富士フイルムが培地事業へ本格参入したのは、2017年の和光純薬工業(現・富士フイルム和光純薬)の買収が大きなきっかけでした。さらに2018年には米国の大手企業を買収するなど、積極的なM&Aによって事業規模を急速に拡大させています。今回のオランダ拠点設立は、これら買収した技術を世界規模で統合・活用する戦略の重要な一手と言えます。

ネット上では「単なる事業拡大ではなく、物流コストの削減や地産地消を目指す堅実な戦略」と評価する意見も目立ちます。編集者の私見として、写真フィルムで培った高度な化学合成技術や品質管理のノウハウが、バイオという全く異なる分野で結実している点は非常に感慨深いものがあります。伝統ある企業の自己変革こそ、現代のビジネスモデルの理想形ではないでしょうか。

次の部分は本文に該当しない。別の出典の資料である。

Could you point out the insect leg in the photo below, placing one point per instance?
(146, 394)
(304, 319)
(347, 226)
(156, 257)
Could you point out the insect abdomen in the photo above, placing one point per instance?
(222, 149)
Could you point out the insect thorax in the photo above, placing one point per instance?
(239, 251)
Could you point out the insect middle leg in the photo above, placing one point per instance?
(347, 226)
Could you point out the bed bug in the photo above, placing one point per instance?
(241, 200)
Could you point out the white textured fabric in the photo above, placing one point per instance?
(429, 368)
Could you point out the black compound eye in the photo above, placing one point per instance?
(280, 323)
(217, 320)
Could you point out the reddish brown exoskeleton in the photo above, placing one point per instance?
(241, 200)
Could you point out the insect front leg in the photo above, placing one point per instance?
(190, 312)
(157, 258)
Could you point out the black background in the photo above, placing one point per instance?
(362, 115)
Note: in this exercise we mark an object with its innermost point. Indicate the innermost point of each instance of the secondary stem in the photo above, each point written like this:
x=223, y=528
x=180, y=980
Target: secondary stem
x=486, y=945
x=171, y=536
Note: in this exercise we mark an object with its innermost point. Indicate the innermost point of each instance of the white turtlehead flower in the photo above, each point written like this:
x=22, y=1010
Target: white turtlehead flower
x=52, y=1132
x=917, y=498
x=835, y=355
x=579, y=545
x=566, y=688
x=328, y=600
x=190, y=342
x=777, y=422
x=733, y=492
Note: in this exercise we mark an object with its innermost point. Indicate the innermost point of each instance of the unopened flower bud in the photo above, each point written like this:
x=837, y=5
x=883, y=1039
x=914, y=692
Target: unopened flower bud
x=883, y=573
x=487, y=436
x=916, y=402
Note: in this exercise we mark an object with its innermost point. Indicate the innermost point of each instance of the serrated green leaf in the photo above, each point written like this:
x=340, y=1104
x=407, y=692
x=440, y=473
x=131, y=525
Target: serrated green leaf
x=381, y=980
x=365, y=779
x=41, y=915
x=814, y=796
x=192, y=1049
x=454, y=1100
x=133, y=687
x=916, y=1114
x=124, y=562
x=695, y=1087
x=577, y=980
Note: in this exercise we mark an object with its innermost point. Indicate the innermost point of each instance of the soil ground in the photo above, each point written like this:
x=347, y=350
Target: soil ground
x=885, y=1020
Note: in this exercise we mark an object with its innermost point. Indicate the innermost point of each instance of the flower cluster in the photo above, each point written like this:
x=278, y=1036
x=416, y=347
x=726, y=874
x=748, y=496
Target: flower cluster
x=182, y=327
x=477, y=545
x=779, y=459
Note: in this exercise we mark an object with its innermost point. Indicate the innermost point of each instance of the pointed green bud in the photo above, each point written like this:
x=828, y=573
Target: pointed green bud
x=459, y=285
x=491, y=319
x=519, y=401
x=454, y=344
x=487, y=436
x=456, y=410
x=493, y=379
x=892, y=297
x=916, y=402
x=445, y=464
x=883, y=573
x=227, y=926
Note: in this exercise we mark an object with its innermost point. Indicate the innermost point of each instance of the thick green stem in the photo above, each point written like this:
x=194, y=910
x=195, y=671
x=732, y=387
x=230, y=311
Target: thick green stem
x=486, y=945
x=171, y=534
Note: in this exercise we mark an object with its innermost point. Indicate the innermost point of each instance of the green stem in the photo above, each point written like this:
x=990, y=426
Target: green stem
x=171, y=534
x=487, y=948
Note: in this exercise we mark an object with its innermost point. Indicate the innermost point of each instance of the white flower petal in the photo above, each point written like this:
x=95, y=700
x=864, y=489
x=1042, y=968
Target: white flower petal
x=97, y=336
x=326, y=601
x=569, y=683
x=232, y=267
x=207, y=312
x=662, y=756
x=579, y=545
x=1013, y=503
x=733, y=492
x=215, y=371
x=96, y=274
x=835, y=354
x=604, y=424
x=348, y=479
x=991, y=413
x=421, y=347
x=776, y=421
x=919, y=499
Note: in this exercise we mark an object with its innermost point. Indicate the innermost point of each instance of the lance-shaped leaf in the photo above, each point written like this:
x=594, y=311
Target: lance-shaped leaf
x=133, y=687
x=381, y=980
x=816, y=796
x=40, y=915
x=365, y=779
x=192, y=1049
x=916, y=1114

これからの数年間で、バイオ医薬品や再生医療はより私たちの身近なものへと進化していくことが予測されます。2019年07月09日に発表されたこの投資は、数年後の医療現場を支える屋台骨となるはずです。世界中どこでも高品質な培地を供給できる体制を整えた富士フイルムが、今後どのように業界の景色を塗り替えていくのか、その動向から目が離せません。